Digitale Transformation
Digitale Fabriken helfen dabei, Probleme bei der Herstellbarkeit und Kostenausreißer frühzeitig zu erkennen, bevor man das Problem im Produktentwicklungsprozess zu weit hinauszögert
Digitaler Faden
Der digitale Faden ist ein Eckpfeiler der digitalen Transformation, da er Daten und Teams über mehrere digitale Zwillinge und andere Produktdesign- und Fertigungssysteme hinweg verbindet, die traditionell nicht miteinander verbunden sind.
Digitaler Zwilling
Ein digitaler Zwilling ist eine virtuelle Darstellung (d. h. eine digitale Version) eines physischen Objekts oder Prozesses, die zur Analyse und Optimierung von Produktdesigns, Fertigungsprozessen, der Effizienz von Fabriken und anderen Abläufen verwendet wird.

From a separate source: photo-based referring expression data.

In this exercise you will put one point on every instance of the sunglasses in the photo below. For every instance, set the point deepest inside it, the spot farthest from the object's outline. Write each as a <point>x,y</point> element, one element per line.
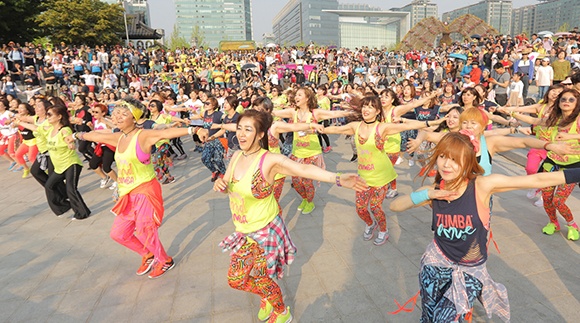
<point>570,100</point>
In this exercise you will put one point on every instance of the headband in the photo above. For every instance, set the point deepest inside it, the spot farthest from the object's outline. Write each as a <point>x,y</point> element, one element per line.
<point>136,112</point>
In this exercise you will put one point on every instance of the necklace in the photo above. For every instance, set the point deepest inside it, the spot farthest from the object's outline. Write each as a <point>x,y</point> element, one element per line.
<point>127,133</point>
<point>246,155</point>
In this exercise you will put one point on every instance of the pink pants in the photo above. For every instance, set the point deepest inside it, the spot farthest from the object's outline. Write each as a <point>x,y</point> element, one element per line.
<point>8,147</point>
<point>24,149</point>
<point>136,229</point>
<point>535,159</point>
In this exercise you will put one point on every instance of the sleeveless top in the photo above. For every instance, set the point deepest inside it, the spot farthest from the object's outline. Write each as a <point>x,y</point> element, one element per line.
<point>393,143</point>
<point>252,201</point>
<point>131,171</point>
<point>306,145</point>
<point>566,159</point>
<point>374,166</point>
<point>458,229</point>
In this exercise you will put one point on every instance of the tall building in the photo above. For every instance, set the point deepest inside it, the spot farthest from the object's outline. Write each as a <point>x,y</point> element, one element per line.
<point>363,25</point>
<point>523,20</point>
<point>497,13</point>
<point>551,15</point>
<point>305,21</point>
<point>214,20</point>
<point>419,10</point>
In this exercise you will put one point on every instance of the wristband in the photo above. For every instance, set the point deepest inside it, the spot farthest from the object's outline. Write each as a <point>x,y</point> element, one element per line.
<point>572,175</point>
<point>419,197</point>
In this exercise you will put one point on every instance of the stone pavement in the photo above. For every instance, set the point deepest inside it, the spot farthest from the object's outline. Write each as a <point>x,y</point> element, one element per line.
<point>57,270</point>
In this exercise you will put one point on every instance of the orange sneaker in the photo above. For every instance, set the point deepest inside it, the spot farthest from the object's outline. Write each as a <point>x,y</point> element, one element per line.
<point>161,268</point>
<point>146,264</point>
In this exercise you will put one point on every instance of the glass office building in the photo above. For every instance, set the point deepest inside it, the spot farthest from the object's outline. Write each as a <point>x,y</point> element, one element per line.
<point>216,20</point>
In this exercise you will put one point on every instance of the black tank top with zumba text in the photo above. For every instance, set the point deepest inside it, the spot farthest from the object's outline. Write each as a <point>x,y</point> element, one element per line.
<point>458,230</point>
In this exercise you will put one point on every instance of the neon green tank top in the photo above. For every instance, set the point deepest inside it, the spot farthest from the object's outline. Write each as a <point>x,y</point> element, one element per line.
<point>61,155</point>
<point>131,172</point>
<point>374,166</point>
<point>249,212</point>
<point>393,143</point>
<point>305,144</point>
<point>566,159</point>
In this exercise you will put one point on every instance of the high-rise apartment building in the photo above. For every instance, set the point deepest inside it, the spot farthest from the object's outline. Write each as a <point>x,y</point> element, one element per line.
<point>497,13</point>
<point>214,20</point>
<point>419,10</point>
<point>305,21</point>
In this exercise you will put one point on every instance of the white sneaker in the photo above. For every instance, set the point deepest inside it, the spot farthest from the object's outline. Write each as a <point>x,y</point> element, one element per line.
<point>539,202</point>
<point>533,193</point>
<point>392,193</point>
<point>105,182</point>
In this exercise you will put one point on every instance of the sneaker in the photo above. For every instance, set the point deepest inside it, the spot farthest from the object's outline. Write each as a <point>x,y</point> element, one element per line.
<point>308,208</point>
<point>369,231</point>
<point>392,194</point>
<point>302,204</point>
<point>532,193</point>
<point>146,264</point>
<point>281,317</point>
<point>573,233</point>
<point>265,311</point>
<point>161,268</point>
<point>539,202</point>
<point>551,228</point>
<point>105,182</point>
<point>382,237</point>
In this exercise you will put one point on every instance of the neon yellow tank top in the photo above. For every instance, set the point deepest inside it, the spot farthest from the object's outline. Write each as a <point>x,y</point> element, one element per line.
<point>130,171</point>
<point>306,145</point>
<point>566,159</point>
<point>374,166</point>
<point>393,143</point>
<point>61,156</point>
<point>248,212</point>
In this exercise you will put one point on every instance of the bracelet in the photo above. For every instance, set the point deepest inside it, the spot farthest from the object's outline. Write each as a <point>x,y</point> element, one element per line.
<point>420,196</point>
<point>546,145</point>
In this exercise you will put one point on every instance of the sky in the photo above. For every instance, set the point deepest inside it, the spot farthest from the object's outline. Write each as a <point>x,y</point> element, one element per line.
<point>263,11</point>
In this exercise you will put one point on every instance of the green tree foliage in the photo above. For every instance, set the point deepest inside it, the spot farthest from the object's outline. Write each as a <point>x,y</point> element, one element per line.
<point>176,41</point>
<point>17,20</point>
<point>89,22</point>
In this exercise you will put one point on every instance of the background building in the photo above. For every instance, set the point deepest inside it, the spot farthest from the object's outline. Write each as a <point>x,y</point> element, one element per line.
<point>419,10</point>
<point>363,25</point>
<point>305,21</point>
<point>496,13</point>
<point>216,20</point>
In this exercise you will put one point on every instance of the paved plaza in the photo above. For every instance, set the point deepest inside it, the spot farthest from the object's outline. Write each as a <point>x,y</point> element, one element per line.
<point>57,270</point>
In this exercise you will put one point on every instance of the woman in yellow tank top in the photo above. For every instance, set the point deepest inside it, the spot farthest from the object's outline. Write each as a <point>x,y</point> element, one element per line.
<point>374,166</point>
<point>306,148</point>
<point>261,245</point>
<point>139,209</point>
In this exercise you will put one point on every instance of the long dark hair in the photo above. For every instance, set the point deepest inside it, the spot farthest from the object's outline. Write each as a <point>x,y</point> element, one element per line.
<point>262,122</point>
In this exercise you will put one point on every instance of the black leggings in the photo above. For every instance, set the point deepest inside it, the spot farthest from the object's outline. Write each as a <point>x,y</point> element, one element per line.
<point>106,159</point>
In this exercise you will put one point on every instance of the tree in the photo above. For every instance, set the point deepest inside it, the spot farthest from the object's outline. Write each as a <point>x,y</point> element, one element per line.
<point>176,41</point>
<point>89,22</point>
<point>17,20</point>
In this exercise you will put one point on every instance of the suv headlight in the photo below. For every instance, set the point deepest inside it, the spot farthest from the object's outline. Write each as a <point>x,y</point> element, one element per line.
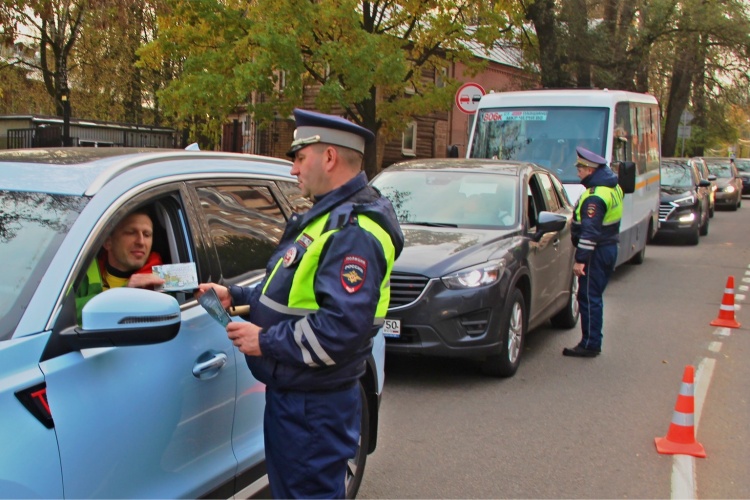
<point>475,276</point>
<point>684,201</point>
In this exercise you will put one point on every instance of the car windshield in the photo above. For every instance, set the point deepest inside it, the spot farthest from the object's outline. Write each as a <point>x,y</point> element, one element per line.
<point>676,176</point>
<point>451,198</point>
<point>32,225</point>
<point>743,165</point>
<point>720,168</point>
<point>547,136</point>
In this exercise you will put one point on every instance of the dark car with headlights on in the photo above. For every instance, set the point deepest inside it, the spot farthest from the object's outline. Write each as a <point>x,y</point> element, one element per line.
<point>729,183</point>
<point>700,164</point>
<point>684,201</point>
<point>488,257</point>
<point>743,167</point>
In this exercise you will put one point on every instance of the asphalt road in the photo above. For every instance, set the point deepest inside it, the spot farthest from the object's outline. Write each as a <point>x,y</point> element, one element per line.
<point>585,428</point>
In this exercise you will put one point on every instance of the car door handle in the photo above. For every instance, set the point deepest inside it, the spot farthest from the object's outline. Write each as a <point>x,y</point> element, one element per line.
<point>210,366</point>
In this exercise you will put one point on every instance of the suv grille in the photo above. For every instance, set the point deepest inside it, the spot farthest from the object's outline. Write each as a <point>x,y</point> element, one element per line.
<point>665,209</point>
<point>406,288</point>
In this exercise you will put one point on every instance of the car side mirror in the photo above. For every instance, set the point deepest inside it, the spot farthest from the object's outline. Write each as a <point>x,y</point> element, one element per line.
<point>126,317</point>
<point>626,176</point>
<point>549,222</point>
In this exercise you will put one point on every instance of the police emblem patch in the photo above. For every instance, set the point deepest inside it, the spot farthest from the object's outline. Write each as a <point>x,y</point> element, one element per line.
<point>353,272</point>
<point>304,240</point>
<point>289,257</point>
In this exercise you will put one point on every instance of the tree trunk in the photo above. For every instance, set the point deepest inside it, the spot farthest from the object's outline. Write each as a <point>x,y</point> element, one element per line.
<point>542,14</point>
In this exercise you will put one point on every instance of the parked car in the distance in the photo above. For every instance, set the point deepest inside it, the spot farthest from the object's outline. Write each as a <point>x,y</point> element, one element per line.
<point>488,257</point>
<point>684,202</point>
<point>743,167</point>
<point>700,164</point>
<point>146,397</point>
<point>729,184</point>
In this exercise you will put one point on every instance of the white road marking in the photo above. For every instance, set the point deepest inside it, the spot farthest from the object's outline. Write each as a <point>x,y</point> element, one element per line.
<point>724,332</point>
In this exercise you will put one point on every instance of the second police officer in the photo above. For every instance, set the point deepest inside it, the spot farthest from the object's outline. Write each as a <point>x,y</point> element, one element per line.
<point>595,233</point>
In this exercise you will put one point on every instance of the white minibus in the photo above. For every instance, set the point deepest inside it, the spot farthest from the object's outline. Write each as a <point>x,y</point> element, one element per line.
<point>546,126</point>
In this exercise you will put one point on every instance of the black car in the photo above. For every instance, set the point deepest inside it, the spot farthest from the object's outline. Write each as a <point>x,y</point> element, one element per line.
<point>488,257</point>
<point>729,183</point>
<point>702,167</point>
<point>684,204</point>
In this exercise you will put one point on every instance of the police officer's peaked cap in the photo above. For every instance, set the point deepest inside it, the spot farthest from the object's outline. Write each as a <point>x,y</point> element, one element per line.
<point>588,159</point>
<point>313,127</point>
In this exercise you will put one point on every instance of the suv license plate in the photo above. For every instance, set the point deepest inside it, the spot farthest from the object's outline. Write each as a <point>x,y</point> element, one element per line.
<point>392,328</point>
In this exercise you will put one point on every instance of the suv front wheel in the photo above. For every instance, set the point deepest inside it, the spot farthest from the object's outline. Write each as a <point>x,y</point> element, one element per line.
<point>356,467</point>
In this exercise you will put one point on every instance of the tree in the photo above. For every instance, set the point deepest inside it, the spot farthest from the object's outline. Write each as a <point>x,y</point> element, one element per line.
<point>54,27</point>
<point>360,56</point>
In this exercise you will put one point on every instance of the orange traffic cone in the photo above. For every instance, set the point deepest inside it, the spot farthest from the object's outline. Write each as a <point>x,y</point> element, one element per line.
<point>726,311</point>
<point>680,439</point>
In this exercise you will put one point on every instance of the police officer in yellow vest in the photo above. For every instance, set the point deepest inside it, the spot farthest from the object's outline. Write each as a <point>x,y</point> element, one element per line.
<point>595,232</point>
<point>312,319</point>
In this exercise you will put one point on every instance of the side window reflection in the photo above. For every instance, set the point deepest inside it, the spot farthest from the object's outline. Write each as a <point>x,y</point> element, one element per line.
<point>245,224</point>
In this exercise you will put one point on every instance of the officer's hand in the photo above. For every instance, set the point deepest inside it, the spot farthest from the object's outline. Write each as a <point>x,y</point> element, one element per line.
<point>245,337</point>
<point>578,269</point>
<point>221,291</point>
<point>144,281</point>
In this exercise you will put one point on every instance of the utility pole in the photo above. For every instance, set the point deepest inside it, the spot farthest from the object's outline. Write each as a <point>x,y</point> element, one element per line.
<point>65,98</point>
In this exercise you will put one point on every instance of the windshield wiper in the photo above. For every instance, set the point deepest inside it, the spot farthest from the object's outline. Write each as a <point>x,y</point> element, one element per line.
<point>430,224</point>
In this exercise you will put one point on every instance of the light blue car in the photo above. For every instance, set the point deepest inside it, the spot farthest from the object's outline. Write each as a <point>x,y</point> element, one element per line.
<point>147,397</point>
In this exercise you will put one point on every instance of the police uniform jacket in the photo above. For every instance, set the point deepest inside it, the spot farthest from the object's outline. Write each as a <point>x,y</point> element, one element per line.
<point>325,348</point>
<point>592,226</point>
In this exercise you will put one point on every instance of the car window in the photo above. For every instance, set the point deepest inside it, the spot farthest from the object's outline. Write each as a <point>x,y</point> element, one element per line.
<point>721,169</point>
<point>742,165</point>
<point>293,194</point>
<point>562,195</point>
<point>245,223</point>
<point>461,198</point>
<point>32,226</point>
<point>676,175</point>
<point>549,192</point>
<point>171,243</point>
<point>535,201</point>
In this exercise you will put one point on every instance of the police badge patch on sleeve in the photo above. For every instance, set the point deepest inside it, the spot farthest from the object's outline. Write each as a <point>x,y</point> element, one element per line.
<point>353,272</point>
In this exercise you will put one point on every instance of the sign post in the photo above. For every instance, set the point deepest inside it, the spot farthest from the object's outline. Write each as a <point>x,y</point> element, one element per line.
<point>467,97</point>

Faktenbasierte Verhandlungen
Faktenbasierte Verhandlungen stützen sich auf eine datengestützte Methodik, die objektive Sollkostenanalysen, Fertigungsdaten und Marktinformationen nutzt, um die Gespräche zwischen Käufern und Lieferanten zu untermauern.
Fertigungsanalyse
Unter Fertigungsanalytik versteht man den Einsatz von Datenanalyse-Tools und -Methoden wie maschinelles Lernen sowie prädiktive und statistische Analysen zur Verbesserung und Optimierung von Fertigungsprozessen und zur Kostensenkung. Die Daten stammen aus Product-Lifecycle-Management- (PLM) und Enterprise-Resource-Planning- (ERP) Systemen sowie aus menschlichen Beiträgen, um umsetzbare Erkenntnisse zu generieren und bereitzustellen, die die Entscheidungsfindung verbessern.
Fertigungsprozess
Der Fertigungsprozess ist ein schrittweiser Plan für die Entwicklung fertiger Komponenten, Baugruppen oder Produkte. Der diskrete Fertigungsprozess umfasst eine Stückliste (BOM) sowie die Schritte und Anforderungen für die Produktion.
Fertigungsprozessmodell
Fertigungsprozessmodelle ermitteln den effektivsten Weg zur Herstellung eines Produkts, indem sie diskrete Fertigungsprozesse und Arbeitsabläufe auf der Grundlage von Kriterien wie Materialien und Volumen sowie Produktzielen wie Kosten, Nachhaltigkeit und Herstellbarkeit simulieren.